Potential debug logging even when DEBUG is False

[vorlon77]

core/src/main/java/com/android/volley/toolbox/NetworkUtility.java logs the message request when the network response is "slow" even when DEBUG is turned off since the conditional statement uses || rather than && when checking whether the message should be logged.

[jpd236]

Thanks for the report!

This is actually working as intended, though the behavior may be surprising. The log is logging details about the HTTP response; the default behavior is to do this only when there are slow responses, because those may be a sign of a client/server issue or misuse of Volley; we feel that it is on balance more helpful to enable this by default than require a special setting to do so, so that if a user/developer complains about slow app behavior, this information is readily available. The "|| DEBUG" is to enable this logging on all requests, not just slow ones.

So we wouldn't want to change this to "&&". If you really don't want this logging to ever happen, one simple solution that wouldn't require library changes would be to add a Proguard config to -assumenosideeffects for VolleyLog.d, which would strip out all calls to VolleyLog.d at compile time. I might be open to an API that provides a way to turn off this logging specifically, although there's not really a great place to put it other than VolleyLog itself.

[vorlon77]

If this is working as intended, then perhaps is there a way to remove the surprise for developers who are trying to do the right thing when they attempt to disable debug logging in production builds? Is there a good place to clarify this in the documentation? From what I've seen with published apps, it might be asking too much for most developers to know that you need to add that Proguard config to disable all of the debug messages.
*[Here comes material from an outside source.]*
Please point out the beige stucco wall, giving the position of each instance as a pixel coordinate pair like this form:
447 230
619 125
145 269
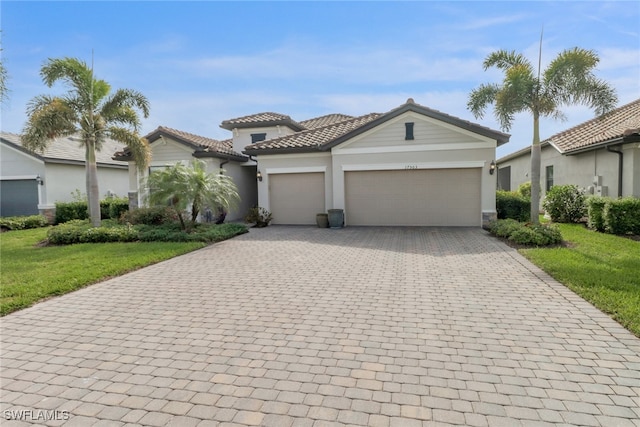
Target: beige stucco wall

There is the potential to leak sensitive data to the log since the entire request string is logged, not just information about the response. There are apps in the PlayStore that use GET requests with access tokens, IDs, etc. and these do end up in the logs. Sensitive information ending up in the logs and then being accessed by other apps is the motivation behind the changes to the LogcatManagerService. See https://cs.android.com/android/_/android/platform/frameworks/base/+/256519a529fc7f742dd962d859ab1ab7bdc0b033 for the first in a series of commits.
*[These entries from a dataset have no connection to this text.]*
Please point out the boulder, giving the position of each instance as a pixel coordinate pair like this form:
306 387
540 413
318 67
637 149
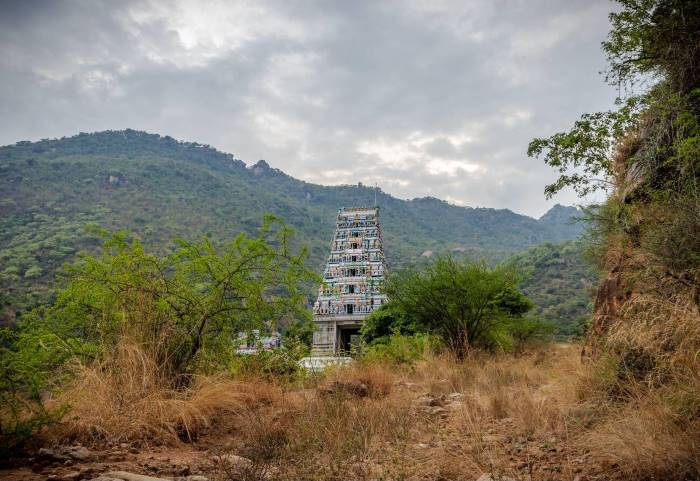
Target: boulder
126 476
66 453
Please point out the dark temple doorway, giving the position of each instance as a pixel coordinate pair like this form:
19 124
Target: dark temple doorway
349 337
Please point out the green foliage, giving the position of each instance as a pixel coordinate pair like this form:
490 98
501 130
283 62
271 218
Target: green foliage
656 38
582 156
560 283
530 330
23 381
300 331
465 304
161 189
388 320
650 40
182 310
274 365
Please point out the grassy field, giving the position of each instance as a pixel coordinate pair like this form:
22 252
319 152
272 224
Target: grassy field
540 415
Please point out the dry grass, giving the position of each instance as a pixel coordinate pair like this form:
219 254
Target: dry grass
126 398
542 415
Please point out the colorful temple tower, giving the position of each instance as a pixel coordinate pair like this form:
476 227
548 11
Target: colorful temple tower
353 281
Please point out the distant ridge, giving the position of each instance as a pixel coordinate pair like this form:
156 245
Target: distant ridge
161 188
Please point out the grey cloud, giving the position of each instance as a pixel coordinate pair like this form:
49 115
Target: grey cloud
424 98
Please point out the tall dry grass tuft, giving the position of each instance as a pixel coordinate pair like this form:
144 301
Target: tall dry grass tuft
649 439
128 397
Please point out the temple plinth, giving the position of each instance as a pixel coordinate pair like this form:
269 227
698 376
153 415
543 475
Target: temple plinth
353 281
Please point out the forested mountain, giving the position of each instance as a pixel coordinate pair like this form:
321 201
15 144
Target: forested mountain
160 189
560 283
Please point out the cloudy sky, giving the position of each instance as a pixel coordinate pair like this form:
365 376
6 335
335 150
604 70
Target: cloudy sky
423 97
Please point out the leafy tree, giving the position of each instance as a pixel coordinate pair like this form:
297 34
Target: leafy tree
178 308
465 304
300 331
389 320
653 44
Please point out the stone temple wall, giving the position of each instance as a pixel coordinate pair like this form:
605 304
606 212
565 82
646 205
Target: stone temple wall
353 280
Somehow it should be easy for developers to discover how to disable ALL debug-level logging for a library.

[jpd236]

Fair points - I'm raising them internally to decide on next steps.

[jpd236]

OK. Agreed that logging URLs shouldn't be done by default.

I don't feel that the slow request logging is providing enough value to be worth keeping if it means having to add an API to opt into it. And I don't think it's useful to log without the URL or worth going down the road of trying to figure out other identifying information to log. Better to just let applications apply their own monitoring however they see fit, with their own thresholds for what is "slow". And probably using a more structured mechanism than a log line.

Will leave concrete suggestions on the PR, but at a high level I think we should just log this line if VolleyLog.DEBUG is true and remove the concept of "slow logging" altogether.

[vorlon77]

I agree. When developing an app, "slow" might mean different things depending on what is expected and the log message does include the response time.

[jpd236]

Thanks.

If this is needed before the next release, see these instructions for how to depend on a SNAPSHOT build. We aim to keep our master branch stable.